Tudo isto se passa perante a quase total indiferença da comunidade internacional. Kofi Annan, que ainda recentemente apresentou um plano para impedir a repetição de tragédias como a do genocídio do Ruanda, defendia-se ontem, falando aos microfones da rádio das Nações Unidas, considerando que "ninguém pode culpar a ONU pela inacção do Mundo no conflito do Darfur". É verdade - as Nações Unidas fazem aquilo que as nações que integram decidem - mas é trágico e mostra os limites da organização mesmo em situações onde não existem aparentes disputas entre as potências que integram o Conselho de Segurança. Apenas existem outras prioridades.
No terreno, algumas organizações da ONU tentam mitigar o sofrimento dos refugiados e salvar vidas, mas existe a consciência clara de que nem sequer é possível fazer chegar à região comida suficiente. Daí que a impotência assumida por Kofi Annan face ao que a sua organização classifica claramente como uma "operação de limpeza étnica" e perante uma tragédia humanitária que aponta como sendo a mais grave com que o Mundo se defronta hoje, faz lembrar demasiado o genocídio ruandês - durante o qual a actuação do mesmo Annan, então responsável pelas forças de manutenção da paz, foi muito criticada - para que a sua entrevista de ontem possa ser lida como uma forma de sacudir desde já as suas responsabilidades, como notava a BBC.

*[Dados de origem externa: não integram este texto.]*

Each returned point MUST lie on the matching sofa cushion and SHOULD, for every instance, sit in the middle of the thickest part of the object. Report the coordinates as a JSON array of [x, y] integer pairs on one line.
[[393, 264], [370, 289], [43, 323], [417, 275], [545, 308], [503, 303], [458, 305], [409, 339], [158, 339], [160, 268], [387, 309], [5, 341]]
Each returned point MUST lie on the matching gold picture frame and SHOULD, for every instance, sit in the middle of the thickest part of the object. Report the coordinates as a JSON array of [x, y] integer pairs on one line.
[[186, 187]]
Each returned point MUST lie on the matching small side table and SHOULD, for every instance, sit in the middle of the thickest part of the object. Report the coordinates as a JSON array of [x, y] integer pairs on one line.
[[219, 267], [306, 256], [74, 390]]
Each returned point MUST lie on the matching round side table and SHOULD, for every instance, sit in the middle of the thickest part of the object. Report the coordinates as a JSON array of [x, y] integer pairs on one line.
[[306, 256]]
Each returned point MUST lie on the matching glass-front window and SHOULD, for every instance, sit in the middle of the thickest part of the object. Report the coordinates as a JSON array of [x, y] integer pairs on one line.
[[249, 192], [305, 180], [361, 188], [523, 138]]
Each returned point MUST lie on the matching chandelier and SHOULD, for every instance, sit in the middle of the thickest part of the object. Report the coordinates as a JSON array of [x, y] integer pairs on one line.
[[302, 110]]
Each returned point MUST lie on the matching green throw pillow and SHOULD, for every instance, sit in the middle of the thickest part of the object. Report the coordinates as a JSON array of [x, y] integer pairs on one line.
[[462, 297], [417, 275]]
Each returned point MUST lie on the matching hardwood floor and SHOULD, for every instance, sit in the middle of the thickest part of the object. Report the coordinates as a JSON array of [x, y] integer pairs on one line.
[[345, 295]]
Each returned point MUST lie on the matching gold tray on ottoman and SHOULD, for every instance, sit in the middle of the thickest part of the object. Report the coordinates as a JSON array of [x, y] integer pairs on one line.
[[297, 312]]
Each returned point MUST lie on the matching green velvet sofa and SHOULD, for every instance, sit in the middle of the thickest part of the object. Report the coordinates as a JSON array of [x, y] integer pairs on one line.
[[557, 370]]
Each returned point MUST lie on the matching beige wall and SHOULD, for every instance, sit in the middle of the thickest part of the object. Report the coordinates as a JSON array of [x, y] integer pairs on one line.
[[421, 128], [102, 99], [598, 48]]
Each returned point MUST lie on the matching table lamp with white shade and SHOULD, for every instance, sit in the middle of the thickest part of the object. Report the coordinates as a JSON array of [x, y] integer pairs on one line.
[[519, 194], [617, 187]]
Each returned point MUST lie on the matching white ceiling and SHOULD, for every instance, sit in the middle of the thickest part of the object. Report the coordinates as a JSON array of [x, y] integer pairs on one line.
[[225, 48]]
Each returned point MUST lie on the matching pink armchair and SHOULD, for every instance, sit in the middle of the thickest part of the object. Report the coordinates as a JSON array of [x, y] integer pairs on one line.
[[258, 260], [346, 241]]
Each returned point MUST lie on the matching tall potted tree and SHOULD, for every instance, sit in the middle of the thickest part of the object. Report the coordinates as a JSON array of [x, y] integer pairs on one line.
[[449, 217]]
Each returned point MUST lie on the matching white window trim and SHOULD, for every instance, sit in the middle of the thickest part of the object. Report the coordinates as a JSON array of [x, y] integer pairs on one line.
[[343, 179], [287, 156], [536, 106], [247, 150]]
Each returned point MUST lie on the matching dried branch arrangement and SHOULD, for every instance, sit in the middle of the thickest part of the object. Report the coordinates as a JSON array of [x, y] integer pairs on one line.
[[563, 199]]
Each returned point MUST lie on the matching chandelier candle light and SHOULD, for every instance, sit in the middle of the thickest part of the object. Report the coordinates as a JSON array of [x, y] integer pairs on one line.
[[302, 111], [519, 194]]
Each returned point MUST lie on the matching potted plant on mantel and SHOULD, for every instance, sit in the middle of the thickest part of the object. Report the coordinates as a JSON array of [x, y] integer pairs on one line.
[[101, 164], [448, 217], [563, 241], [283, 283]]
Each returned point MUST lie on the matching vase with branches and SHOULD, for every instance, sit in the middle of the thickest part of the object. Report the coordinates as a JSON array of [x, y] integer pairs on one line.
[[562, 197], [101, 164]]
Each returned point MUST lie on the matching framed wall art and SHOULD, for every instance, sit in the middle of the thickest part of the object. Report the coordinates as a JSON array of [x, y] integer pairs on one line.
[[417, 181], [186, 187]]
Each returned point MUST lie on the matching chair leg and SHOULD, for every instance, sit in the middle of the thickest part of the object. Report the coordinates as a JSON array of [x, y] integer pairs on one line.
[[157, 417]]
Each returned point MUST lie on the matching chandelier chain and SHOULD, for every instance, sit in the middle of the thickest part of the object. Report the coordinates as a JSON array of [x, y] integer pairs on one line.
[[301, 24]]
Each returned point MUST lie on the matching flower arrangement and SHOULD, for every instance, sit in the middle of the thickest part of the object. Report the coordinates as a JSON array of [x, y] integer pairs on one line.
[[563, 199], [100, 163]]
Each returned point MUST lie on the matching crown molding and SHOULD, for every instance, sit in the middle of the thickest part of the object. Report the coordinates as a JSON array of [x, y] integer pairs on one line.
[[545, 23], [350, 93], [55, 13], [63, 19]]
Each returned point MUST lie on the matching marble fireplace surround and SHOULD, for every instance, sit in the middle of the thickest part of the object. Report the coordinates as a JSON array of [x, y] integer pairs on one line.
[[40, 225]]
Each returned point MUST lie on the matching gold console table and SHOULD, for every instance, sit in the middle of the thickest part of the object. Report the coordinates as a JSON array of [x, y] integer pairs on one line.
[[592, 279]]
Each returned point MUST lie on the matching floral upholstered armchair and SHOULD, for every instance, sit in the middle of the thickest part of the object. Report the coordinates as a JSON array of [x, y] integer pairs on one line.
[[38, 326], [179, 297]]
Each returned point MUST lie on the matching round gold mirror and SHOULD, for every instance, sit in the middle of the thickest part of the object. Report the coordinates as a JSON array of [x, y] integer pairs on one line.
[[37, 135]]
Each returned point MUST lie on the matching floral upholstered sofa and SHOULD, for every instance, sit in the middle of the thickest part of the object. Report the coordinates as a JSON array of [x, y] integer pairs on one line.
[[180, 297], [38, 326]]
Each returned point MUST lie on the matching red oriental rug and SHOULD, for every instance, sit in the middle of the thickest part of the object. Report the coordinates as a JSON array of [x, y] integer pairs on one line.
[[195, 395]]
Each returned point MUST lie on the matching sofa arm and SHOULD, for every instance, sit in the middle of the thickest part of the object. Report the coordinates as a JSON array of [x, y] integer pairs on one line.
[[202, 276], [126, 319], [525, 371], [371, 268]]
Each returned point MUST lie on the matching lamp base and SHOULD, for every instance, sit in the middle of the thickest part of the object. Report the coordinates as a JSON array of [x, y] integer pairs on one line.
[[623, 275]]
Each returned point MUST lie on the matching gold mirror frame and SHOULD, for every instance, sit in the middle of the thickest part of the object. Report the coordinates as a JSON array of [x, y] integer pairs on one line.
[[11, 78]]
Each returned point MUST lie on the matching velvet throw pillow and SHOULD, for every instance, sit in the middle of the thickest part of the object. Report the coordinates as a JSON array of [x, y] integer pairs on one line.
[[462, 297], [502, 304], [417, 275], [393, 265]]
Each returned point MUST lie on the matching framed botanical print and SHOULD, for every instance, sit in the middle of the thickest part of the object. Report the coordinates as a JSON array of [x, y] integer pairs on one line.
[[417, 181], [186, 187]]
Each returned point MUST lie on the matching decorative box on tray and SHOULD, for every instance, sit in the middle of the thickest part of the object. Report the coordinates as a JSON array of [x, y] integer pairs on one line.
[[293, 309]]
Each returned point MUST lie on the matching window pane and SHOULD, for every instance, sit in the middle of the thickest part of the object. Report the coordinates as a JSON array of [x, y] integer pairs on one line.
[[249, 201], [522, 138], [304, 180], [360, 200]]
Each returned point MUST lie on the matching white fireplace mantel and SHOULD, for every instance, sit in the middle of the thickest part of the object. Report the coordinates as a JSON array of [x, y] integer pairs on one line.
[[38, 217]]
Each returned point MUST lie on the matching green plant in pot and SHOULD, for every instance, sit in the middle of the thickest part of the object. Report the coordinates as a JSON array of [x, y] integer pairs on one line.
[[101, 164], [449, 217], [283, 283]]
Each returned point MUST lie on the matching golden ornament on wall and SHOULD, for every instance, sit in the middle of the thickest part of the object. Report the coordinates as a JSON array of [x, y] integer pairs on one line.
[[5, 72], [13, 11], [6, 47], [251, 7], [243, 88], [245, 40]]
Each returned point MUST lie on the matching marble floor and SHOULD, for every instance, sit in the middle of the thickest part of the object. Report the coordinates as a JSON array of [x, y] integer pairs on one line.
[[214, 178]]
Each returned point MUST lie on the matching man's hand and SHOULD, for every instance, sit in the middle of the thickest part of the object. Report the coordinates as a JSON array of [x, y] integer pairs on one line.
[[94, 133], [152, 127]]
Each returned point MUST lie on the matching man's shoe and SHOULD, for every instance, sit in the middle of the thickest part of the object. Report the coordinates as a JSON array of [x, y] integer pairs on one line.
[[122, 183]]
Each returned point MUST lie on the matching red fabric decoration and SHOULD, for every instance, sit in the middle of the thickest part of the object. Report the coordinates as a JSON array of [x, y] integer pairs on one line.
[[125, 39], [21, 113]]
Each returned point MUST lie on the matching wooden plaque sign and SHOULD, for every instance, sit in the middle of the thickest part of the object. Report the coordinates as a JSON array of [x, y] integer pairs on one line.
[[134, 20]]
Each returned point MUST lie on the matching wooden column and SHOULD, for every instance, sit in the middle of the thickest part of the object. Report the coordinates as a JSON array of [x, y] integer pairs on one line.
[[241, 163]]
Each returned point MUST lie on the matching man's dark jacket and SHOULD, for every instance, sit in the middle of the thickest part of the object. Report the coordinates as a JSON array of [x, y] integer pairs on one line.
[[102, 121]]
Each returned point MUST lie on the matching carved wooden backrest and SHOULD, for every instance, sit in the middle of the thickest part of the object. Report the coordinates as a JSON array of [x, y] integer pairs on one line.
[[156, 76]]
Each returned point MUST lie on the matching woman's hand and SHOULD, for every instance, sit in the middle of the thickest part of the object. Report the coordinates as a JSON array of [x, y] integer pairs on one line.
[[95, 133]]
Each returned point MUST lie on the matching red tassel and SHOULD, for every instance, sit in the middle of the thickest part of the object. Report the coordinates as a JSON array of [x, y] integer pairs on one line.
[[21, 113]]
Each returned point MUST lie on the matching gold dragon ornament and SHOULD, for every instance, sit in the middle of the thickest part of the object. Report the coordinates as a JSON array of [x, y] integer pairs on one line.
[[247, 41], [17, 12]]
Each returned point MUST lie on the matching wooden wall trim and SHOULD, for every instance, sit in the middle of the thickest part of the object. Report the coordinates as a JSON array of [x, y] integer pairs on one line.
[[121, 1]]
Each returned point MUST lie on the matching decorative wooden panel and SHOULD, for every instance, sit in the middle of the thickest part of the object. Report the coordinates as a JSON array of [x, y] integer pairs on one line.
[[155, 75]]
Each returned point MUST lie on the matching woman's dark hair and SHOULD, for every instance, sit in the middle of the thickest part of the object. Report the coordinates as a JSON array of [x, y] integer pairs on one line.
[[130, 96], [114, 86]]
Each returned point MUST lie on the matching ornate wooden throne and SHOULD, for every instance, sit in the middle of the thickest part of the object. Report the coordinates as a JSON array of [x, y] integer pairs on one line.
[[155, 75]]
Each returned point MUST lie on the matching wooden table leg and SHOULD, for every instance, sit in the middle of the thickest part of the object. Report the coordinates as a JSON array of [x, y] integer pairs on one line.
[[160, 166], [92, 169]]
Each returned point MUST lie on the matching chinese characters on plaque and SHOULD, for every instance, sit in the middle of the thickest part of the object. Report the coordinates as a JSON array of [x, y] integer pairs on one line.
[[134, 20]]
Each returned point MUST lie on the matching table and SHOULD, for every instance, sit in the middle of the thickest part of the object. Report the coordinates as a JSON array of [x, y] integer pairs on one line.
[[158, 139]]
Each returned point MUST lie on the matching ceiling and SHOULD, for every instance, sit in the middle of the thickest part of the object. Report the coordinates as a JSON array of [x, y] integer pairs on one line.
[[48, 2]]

Mas isso é secundário. Secundário, em primeiro lugar, porque encontrar culpados não salva vidas. E secundário porque a situação no Sudão, que se arrasta há dezenas de anos - como outras um pouco por toda a África - contém em si os germes de conflitos a uma escala muito maior. É que estamos, mais uma vez, numa zona de fronteira do mundo islâmico, neste momento as zonas sistematicamente mais perigosas e conflituosas do globo, como há mais de dez anos já notava Samuel P. Huntington. E estamos, também, perante um Estado falido, em ruínas, viveiro permanente de problemas para si e para os outros.
Estas coisas deviam preocupar-nos, mas talvez só nos preocupem quando houver outra vez um milhão de cadáveres para enterrar."
Por José Manuel Fernandes
Do editorial do PÚBLICO de 23/06/2004
Observações:
Este é um velho conflito religioso e sobretudo cultural que opõe o norte islamizado e o sul animista e com influências cristãs.
Este conflito que aí grassa não é inocente.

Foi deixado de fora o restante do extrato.